Уже в полете я без труда понял, что это был контрольный руль управления, предназначавшийся для инструктора, — буква «У» в обозначении марки самолета значит «учебный»…
Я не скучал во время первого своего полета. Поглядывал наверх — чуть шею не вывернул, — «мессершмитты» предусмотрительно не появились. Деликатно толкал сапогами дно и следил при этом, чтобы ноги не мешали рулю, дублировавшему все движения того, главного руля, с помощью которого управлял самолетом летчик.
Мчались мы низехонько, сперва над дорогой, потом над озером, потом снова над дорогой, и долетели благополучно. Ощущение было такое же, как от очень быстрой езды на машине, только совсем не трясло.
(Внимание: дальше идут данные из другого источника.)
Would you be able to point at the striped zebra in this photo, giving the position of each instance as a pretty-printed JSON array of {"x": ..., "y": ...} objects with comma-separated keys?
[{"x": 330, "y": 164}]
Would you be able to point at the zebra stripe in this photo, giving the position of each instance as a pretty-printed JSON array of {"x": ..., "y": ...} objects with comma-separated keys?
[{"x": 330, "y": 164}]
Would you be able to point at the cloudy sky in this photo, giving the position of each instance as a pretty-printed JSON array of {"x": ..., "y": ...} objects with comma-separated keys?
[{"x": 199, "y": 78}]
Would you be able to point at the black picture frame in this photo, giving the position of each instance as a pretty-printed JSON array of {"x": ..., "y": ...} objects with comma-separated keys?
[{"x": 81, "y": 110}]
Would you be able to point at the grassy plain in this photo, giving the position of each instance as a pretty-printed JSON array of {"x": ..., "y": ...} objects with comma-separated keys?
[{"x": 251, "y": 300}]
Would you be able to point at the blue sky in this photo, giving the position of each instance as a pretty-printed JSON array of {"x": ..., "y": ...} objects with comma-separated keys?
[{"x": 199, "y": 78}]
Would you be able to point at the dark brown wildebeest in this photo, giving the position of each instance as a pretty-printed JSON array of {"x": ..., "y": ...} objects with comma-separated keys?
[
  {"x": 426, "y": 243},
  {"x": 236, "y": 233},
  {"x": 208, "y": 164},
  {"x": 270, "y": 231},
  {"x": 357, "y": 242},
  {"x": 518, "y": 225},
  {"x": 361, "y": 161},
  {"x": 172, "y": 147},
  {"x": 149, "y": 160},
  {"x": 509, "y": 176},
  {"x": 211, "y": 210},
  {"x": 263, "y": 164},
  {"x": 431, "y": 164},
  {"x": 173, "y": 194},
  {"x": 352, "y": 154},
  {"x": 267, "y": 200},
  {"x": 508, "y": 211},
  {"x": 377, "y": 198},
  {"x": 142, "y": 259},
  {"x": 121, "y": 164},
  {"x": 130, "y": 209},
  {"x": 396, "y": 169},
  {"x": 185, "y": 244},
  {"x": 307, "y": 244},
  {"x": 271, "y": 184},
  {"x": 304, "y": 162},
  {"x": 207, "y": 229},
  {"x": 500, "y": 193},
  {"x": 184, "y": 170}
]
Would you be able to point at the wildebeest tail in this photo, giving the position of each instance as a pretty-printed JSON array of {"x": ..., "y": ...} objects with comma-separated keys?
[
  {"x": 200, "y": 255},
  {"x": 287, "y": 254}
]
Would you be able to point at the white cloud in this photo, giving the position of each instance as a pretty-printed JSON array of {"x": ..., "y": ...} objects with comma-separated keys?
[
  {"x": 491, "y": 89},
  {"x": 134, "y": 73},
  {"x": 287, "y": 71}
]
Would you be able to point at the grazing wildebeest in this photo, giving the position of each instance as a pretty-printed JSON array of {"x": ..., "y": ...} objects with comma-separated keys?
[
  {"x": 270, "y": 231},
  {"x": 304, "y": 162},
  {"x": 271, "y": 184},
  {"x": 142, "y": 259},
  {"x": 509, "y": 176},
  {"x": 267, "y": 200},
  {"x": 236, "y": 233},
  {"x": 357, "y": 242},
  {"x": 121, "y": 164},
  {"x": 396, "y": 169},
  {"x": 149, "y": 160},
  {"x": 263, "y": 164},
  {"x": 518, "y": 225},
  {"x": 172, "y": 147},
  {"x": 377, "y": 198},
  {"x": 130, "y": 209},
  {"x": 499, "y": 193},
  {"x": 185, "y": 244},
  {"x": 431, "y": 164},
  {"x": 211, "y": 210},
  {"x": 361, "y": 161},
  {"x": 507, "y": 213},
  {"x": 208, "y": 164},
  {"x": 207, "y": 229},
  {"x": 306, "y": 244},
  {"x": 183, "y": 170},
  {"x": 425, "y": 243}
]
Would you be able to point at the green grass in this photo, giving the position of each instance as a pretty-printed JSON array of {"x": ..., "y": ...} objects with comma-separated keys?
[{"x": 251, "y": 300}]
И вот, пока ровно стрекотал мотор, я, чтобы не думать о воздушном бое с парочкой истребителей, перебирал дни, проведенные дома, и то, как я разносил по адресам посылки, и в одном доме совсем прозрачный, истонченный человек непонятного возраста, закутанный в шубу, никак не соглашался отпустить меня без стакана чаю и вынес на прекрасном фарфоровом блюдечке сахар, наколотый на микроскопические и на удивление одинаковые кусочки, и как в другом месте меня долго не хотели впускать, а потом долго недоверчиво прощупывали взглядами, предполагая, что я вручил им н е в с е, что было им послано… И мысли, все снова и снова, упрямо возвращались к встрече с Иркой и к тому разговору у нас дома.
Одни — так, другие — так… иначе быть не может…
Одни — так, другие — так… всегда было… Всегда будет?..
Сама того не подозревая, няня подвела меня к той же проблеме, к какой более настойчиво — и со своей стороны — подводил политрук: нельзя подгонять любого и каждого под некий условный образец, не оловянные же они, живые, нельзя по собственному наитию красить одного черной краской, другого — белой…
Ошибиться просто, а за каждой ошибкой — жизнь человека. Так что, будь любезен, разберись сперва тщательно.
Любопытно: оказывается, политрук солидарен не только с высокопринципиальной мамой, но и с вовсе, казалось бы, не принципиальной няней тоже — правда в другом, но не менее существенном вопросе.
Мой военный мир и мир домашний окончательно смыкались в единый круг.
Как я понял впоследствии, существовало еще одно сходство между ними: как и политрук, няня отнюдь не была «добренькой». Она широко смотрела на вещи, и это вовсе не удивительно для того, кто трудился всю жизнь не покладая рук, — удивительно было бы обратное. Она могла простить ошибку, и не одну, в том числе и крупную ошибку, — женщина как-никак. Но к тому, что имело масштаб и весомость истины, в том числе ко всему, что так или иначе касалось оценки блокады в целом, она, как и большинство ленинградцев, относилась крайне серьезно.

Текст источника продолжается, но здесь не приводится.